[btw, my previous response didn't make the loop back to me, is that just
me or is something stuck on the mailing list?]

On Wed, Feb 24, 2016 at 04:26:58PM +0000, Paul Jakma wrote:
> Also, does this depend on using dynamic linking? We do have people who 
> like to build Quagga with --disable-shared at least (though, that still 
> results in an ELF binary dynamically linked).

It's no problem, constructors work on statically linked binaries too.

> > No -- moving memtypes into the files they're used in was also a major
> > design goal, thus the existence of DEFINE_MTYPE_STATIC().  A table does
> > not allow for that.
> 
> You could have file specific groups.

Looking at the changes in lib/, the average is 2.39 MTYPEs per file
(only counting files that have MTYPE definitions).  There are 33 such
files.  Every single file would not only need a group but also an
initialisation function that is called from somewhere, without using
constructors I guess.

This sounds very finicky to me, but if you wanna cook up a patch I'm
happy to review it...

> > Considering that the linker functionality for constructors is 
> > neccessarily present on any architecture that supports C++ (this is 
> > how global variable classes get their constructors called),
> 
> Right. Not everything supports C++ though. Not that Quagga.net supports 
> such platforms though. C++ is harder to bring up on weird platforms than 
> C though.
> 
> The thing I have on my mind is embedding Quagga into non-standard, 
> non-Unix, relatively minimal runtimes, that might have their own 
> compiler or else do not have special support from GCC for their exe 
> format. More and more of these runtimes are springing into existence, 
> thanks to IoT and ultra-minimal "virtualisation" efforts.
> 
> I used to sit beside someone who worked on that stuff, and they used to 
> have fun porting C code over.

I don't see how this is relevant to the discussion on this patch set?

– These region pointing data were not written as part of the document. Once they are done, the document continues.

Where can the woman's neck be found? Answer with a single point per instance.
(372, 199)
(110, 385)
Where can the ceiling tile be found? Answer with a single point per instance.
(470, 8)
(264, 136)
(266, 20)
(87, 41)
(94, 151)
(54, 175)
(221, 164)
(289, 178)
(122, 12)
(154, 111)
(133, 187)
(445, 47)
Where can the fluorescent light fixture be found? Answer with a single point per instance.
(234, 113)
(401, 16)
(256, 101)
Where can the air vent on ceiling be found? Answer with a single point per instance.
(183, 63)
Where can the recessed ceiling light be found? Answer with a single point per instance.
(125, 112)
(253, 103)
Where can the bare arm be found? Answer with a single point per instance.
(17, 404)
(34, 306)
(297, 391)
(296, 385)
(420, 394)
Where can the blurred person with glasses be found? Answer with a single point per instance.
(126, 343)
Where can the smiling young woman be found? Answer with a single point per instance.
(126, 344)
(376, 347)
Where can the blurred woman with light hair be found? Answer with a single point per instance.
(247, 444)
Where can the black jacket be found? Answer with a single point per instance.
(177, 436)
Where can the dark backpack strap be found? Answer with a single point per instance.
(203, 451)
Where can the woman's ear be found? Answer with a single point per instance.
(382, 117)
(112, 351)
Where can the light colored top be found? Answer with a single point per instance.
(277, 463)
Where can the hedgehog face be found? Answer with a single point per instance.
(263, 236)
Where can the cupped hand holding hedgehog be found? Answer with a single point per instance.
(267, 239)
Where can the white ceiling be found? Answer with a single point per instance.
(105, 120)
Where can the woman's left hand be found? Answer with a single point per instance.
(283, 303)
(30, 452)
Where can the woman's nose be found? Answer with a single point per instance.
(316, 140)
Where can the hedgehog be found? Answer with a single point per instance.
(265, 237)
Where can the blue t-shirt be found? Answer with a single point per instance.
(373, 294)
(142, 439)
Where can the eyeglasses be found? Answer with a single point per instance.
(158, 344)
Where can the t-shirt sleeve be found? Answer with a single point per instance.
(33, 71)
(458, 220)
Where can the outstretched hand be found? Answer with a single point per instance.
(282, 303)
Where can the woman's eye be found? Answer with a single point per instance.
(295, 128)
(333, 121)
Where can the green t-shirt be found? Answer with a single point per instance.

If someone wants to start porting Quagga to IoT devices, they have much
bigger problems than this patchset...  heck, it's problematic to even
get Quagga onto a low-flash (4 MB or 8 MB) OpenWRT device, and that's
still Linux+gcc.

Btw, 8-bit AVR supports gcc and constructors.  It's one of the
architectures that no-prologue-chains them.  Same for Cortex-M ARMs,
it's part of the linker magic, you don't even need an RTOS.

> > Also, I have put considerable thought into making this as hard as 
> > possible to (accidentally) misuse, removing for example the 
> > possibility to forget initialisation calls.  If someone forgets the 
> > DECLARE_MTYPE (or DEFINE_MTYPE_STATIC), they get a compiler error. 
> > If someone forgets the DEFINE_MTYPE, they get a linker error.  Pass 
> > NULL as type and you get a warning from the "nonnull" attribute.  I'm 
> > not saying it's impossible to misuse but it needs a special kind of 
> > stupid ;)
> 
> Sure.
> 
> It's cute.

I must strongly object to the use of the diminutive word "cute" in this
context.

We live in an age of ubiquitous security vulnerabilities in all kinds of
code.  A lot of them are caused by improperly used interfaces, which in
a lot of cases again is caused by a lack of safety features in interface
(or language - yay C!) designs.

Proper UX design, in this case from one developer providing an API to
another developer, is a critical matter that must be valued
appropriately.  Even arguing that the memtypes API is probably not
security critical is fallacious -- proper UX design needs to be
pervasive, and to put it to the ridiculous extreme, even "just" a
crashing Quagga instance at some ISP can cost the life of a person
trying to make a VoIP 911 call.  (Urgh, I hope not.)

Using the word "cute" diminishes the value of the work I have done to
produce an interface that pushes ease of use, difficulty to misuse and
maintainability.  It's an improvement in usability, and that's all it
needs to be to have considerable impact and importance.

The fact that the first patch in the series goes and fixes existing
misuse of the old API illustrates this well enough.